HEAD BLIGHT OF BARLEY IN SOUTH AFRICA IS CAUSED BY FUSARIUM GRAMINEARUM WITH A 15ADON CHEMOTYPE
A.-L. Boutigny, I. Beukes, A. Viljoen
In the past 4 years, the emergence of Fusarium head blight (FHB) of irrigated barley in the Northern Cape Province (NCP) became a concern to the malting and brewing industries, and the food and feed companies in South Africa. This motivated an epidemiological survey whereby 320 single-spored Fusarium isolates were obtained from diseased barley kernels collected in the NCP over 2 consecutive crop years (2008-2009) on two barley cultivars (potential malting varieties) at several locations.
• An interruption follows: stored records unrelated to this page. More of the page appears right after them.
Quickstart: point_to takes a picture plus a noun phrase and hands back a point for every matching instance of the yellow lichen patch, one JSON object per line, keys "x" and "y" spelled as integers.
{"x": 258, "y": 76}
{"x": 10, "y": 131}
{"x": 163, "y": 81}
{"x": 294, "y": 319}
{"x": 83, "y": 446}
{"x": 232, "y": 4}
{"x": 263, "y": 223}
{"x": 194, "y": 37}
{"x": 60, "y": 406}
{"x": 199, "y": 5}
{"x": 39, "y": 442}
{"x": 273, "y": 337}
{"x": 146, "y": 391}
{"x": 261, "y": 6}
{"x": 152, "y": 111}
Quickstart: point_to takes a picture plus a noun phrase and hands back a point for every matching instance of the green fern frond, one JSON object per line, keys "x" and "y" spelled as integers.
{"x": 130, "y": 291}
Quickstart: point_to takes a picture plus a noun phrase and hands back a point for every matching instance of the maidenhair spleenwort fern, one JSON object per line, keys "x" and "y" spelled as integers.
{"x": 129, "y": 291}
A multiplex PCR using previously published species-specific primers was utilized to simultaneously detect the most frequently encountered species of the FHB complex, including Fusarium graminearum, F. culmorum, F. avenaceum and F. poae. For isolates that could not be identified using PCR, further characterization was performed through sequence analyses. Fusarium graminearum (91.9%) was the dominant species, while F. boothii (6.25%), one of the species within the F. graminearum species complex, F. equiseti (1.25%) and F. poae (0.6%) were isolated far less frequently. Within the F. graminearum species complex, most of the isolates (99.7%) belonged to the 15-ADON chemotype. A real-time PCR assay based on SYBR Green technology was used to accurately quantify F. graminearum in barley samples. This is the first report on Fusarium species and their mycotoxin profiles associated with FHB of barley in South Africa.